After Gene spots an image of his excursions driving NASA’s Lunar Rover (Moon buggy) on display, I asked which was more fun, driving the rover or piloting “Snoopy”, the lunar module. “Flying Snoopy was pretty exciting, but driving a car in 1/6th of Earth’s gravity. Well if you get the chance, try it. It is a lot of fun. I truly believe we could go back and drive it again, but you might need to replace the batteries,” jokes Gene.

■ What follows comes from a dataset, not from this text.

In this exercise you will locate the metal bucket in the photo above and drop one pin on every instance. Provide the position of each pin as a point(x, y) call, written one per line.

Commander Gene Cernan test-driving an empty lunar rover on the Moon, shortly before Apollo 17 Mission’s first Extra-Vehicular Activity. Image credit: NASA

Commander Gene Cernan test-driving an empty lunar rover on the Moon, shortly before Apollo 17 Mission’s first Extra-Vehicular Activity. Image credit: NASA

“Someone did a hell of a good job building it,” says Gene, looking at Apollo 10. “This not only got us there, it got us back again too. Every man who went to the moon came back.” The round trip to the moon took Apollo 10 eight days. Gene explains how he passed the time, “It was very busy, and pretty exciting. There were all kinds of experiments to do and we were getting ready for challenges ahead. On the way back, you look back and have to pinch yourself. The good news is you had the chance to do it, to go to the Moon. The bad news was that the time went so fast.

Our time is up. Gene takes a last look at Charlie Brown, his former home in space. “In Apollo 10, the three of us, Commander Thomas Stafford, Command Module Pilot John Young and me, we travelled faster than any other human beings ever.” It’s a claim very few can make.

On Thursday 26 September 2013, the Science Museum is offering visitors the rare opportunity to see the interior of the Apollo 10 Command Module via a handheld camera. Doug Millard, Deputy Keeper of Technologies and Engineering will be answering questions about Apollo 10 and the Museum’s Space Technologies collections.